Detection of Positive Selection
Identifying candidate loci for natural selection is a central goal explored by two traditional approaches in adaptation-genomics: top-down (GWA and QTL) and bottom-up (genomic scan) approaches. With the advent of high-throughput sequencing, genomic scans became a popular approach to detect candidate target of selection. Such scans have the merit to identify candidates without the a priori expectation of a candidate gene approach (Ellegren, 2014). However, they have various limitations with false-positive issues (Mallick et al., 2009; Bierne et al., 2011), narrow signatures of balancing selection (Roux et al., 2012), and over-interpretation of outlier loci (Pavlidis et al., 2012). Here, we detail how GC-content can lead to important additional bias during genome scans for detecting natural selection.
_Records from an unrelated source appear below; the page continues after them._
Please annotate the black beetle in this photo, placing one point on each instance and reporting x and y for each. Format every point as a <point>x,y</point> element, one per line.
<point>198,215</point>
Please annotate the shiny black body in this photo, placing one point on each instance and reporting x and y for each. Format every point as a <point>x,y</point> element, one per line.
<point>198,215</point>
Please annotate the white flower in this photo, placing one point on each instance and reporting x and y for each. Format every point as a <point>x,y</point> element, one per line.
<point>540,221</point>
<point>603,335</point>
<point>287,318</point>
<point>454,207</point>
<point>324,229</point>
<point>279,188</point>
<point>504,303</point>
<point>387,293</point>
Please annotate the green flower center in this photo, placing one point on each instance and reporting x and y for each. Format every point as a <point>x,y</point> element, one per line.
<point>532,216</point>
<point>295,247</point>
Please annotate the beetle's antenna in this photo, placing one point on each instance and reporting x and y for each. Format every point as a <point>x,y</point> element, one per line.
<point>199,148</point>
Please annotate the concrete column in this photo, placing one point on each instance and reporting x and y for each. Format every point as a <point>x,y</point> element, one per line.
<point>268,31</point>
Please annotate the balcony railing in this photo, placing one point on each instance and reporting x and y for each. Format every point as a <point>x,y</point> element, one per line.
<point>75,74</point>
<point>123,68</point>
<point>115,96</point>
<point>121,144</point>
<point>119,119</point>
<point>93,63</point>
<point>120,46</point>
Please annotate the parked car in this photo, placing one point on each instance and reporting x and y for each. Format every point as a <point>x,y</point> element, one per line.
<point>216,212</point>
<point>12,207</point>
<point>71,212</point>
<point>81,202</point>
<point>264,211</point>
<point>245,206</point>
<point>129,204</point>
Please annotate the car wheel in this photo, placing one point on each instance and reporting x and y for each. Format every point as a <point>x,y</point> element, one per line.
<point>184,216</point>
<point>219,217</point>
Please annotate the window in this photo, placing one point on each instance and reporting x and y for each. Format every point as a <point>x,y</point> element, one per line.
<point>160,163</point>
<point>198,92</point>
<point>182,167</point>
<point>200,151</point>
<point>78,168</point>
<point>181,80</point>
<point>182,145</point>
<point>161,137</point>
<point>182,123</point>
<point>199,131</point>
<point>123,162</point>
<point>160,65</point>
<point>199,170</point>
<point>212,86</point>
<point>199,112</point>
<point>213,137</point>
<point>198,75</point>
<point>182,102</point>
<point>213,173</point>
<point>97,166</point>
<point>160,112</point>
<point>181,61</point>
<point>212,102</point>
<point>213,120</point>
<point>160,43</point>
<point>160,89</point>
Genome scans of positive selection often rely on methods that look for lineage-specific accelerations in the protein rate of evolution. Such accelerations are classically measured through dN/dS, which calculates the excess of amino-acid substitutions (dN: non-synonymous mutation rate per site) relative to dS, the substitution rate per site used as a proxy of the neutral clock. This dN/dS ratio is generally smaller than 1, reflecting the pervasiveness of purifying selection that eliminates non-synonymous mutations to preserve the protein structure. Conversely, a dN/dS ratio greater than 1 is considered as a signature of positive selection that favors the fixation of beneficial non-synonymous mutations. From a population genetics point of view, gBGC mimics positive selection by favoring the fixation of AT- > GC mutations, regardless of their beneficial or deleterious status (Nagylaki, 1983). Because GC alleles are actively selected by the repair systems of meiotic recombination, they are over-represented in the gamete pool and benefit of increased transmission to the next generation in a similar way than beneficial mutations subject to positive selection. Consequently, many accelerations of the substitution rate attributed to positive selection during genome scans are actually due to gBGC episodes (Galtier and Duret, 2007; Berglund et al., 2009; Galtier et al., 2009; Ratnakumar et al., 2010; Kostka et al., 2012). When a mutation toward GC is deleterious, gBGC can counteract positive selection and maintain or fix deleterious alleles. High fixation rates of non-synonymous mutations at a locus should thus not be systematically interpreted as being beneficial for the fitness of the individual, particularly when considering that gBGC has been proved to be able to maintain deleterious mutations associated to human diseases (Necşulea et al., 2011; Capra et al., 2013; Lachance and Tishkoff, 2014).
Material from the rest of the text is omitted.